Un enseignant de SES, d’un lycée parisien, soulignait des problèmes en maths où il faut 4 sujets qui correspondent aux progressions de tous les professeurs. « C’est la quadrature du cercle ! ».
Les enseignants s’organisent
Que peuvent faire les opposants aux E3C ? On en discutait beaucoup dans la petite foule de manifestants au regard des sanctions possibles. Au lycée Clémenceau de Villemomble une enseignante annonçait une grève durant les épreuves et un refus de corriger les copies. D’autres s’organisent davantage. Ainsi, selon une enseignante du lycée Romain Rolland d’Ivry (94), des correcteurs au niveau d’un bassin se sont mis d’accord pour faire en sorte que les E3C n’aient pas lieu. La dématéralisation des copies ne va pas leur rendre la tâche facile.
Une minorité très vocale ?
Intervenant sur RTL le 16 janvier, JM Blanquer a minimisé la mobilisation enseignante. Les E3C sont « une innovation extrêmement intéressante », dit-il. « Dans les établissements ça se passe très normalement » mais « il y a toujours une petite minorité qui est très vocale », dit-il. « Il y a un arrière plan politique. Certains cherchent à avoir une action politique contre le gouvernement. Ce n’est pas normal… On voit des choses choquantes. L emur d elivres estun très mauvais symbole. Jeter un livre ne peut jamais être un acte de professeur. Ceux qui font cela nous déshonorent ».
La lettre du recteur de Rennes aux proviseurs
Mais que se passe t-il quand la « minorité vocale » c’est les enseignants de presque tous les lycées d’une académie ? Le Café pédagogique s’est procuré une lettre envoyée par le recteur de Rennes le 13 janvier aux proviseurs des lycées généraux et technologiques. Le recteur passe en revue les cas de figure qui peuvent subvenir et donne la conduite à tenir.

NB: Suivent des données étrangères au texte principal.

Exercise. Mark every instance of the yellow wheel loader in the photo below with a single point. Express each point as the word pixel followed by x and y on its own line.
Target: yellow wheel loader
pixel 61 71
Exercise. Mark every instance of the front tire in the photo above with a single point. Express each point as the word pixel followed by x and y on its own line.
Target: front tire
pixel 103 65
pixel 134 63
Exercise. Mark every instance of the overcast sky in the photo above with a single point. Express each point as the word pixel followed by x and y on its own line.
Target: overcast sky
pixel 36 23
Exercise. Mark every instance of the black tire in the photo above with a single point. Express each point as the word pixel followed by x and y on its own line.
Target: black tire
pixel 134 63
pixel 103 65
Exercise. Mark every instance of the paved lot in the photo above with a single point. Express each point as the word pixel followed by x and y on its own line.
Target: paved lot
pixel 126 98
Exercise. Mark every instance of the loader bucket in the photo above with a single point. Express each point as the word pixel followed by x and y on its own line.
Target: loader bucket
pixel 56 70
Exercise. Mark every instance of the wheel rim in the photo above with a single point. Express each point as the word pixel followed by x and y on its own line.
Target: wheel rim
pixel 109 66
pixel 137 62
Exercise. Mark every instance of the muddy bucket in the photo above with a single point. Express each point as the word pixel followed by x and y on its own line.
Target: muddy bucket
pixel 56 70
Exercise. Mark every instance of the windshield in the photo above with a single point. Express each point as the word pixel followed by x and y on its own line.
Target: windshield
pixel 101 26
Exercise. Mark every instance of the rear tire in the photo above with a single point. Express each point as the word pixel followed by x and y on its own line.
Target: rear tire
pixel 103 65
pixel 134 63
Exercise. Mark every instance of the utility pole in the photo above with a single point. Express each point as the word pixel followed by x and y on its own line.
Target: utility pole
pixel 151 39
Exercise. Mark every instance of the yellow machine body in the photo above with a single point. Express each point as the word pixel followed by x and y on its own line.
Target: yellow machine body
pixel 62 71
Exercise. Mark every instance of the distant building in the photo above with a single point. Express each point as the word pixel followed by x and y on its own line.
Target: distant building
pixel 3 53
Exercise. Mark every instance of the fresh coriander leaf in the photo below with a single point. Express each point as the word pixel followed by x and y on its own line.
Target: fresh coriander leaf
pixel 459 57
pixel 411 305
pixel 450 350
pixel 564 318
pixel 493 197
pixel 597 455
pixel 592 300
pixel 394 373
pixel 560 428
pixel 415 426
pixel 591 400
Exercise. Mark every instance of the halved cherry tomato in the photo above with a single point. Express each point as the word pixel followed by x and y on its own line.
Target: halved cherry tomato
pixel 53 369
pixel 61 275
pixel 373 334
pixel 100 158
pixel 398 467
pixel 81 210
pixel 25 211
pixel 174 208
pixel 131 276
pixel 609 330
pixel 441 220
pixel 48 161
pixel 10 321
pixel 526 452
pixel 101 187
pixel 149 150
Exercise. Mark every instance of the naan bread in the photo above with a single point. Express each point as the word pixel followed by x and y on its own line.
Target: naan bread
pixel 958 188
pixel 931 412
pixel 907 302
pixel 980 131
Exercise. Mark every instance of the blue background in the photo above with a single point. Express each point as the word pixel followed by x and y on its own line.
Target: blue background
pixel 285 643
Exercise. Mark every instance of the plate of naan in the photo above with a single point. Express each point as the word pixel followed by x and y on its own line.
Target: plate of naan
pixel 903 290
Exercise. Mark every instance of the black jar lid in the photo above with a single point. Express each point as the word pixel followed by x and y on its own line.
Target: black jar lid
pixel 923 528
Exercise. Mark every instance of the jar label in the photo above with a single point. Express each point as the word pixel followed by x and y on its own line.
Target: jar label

Il invite à rappeler « de manière individuelle aux enseignants qui maintiennent leur intention de perturber les évaluations » leurs missions statutaires. Un ficher joint donne des « éléments de langage juridiques » en ce sens.
En cas de refus de proposer des sujets, il invite à alerter le rectorat pour être aidé par un IPR « qui se rapprochera de vos enseignants » dans le choix des sujets. En clair le recteur ne peut pas contraindre les enseignants à choisir les sujets puisque la note définissant l’épreuve en rend le chef d’établissement responsable.
En cas de refus de surveiller i invite à mobiliser les assistants d’éducation et les personnels administratifs.
En cas de refus de corriger les copies , il demande aux chefs d’établissement d’envoyer des mises en demeure individuelles des enseignants concernés.
Dans cette académie près de 300 enseignants ont manifesté au rectorat contre les E3C le 15 janvier selon le Snes. La quasi totalité des lycées contesterait les épreuves. Le syndicat invite chaque section d’établissement à déposer un préavis de grève pour la durée des surveillances.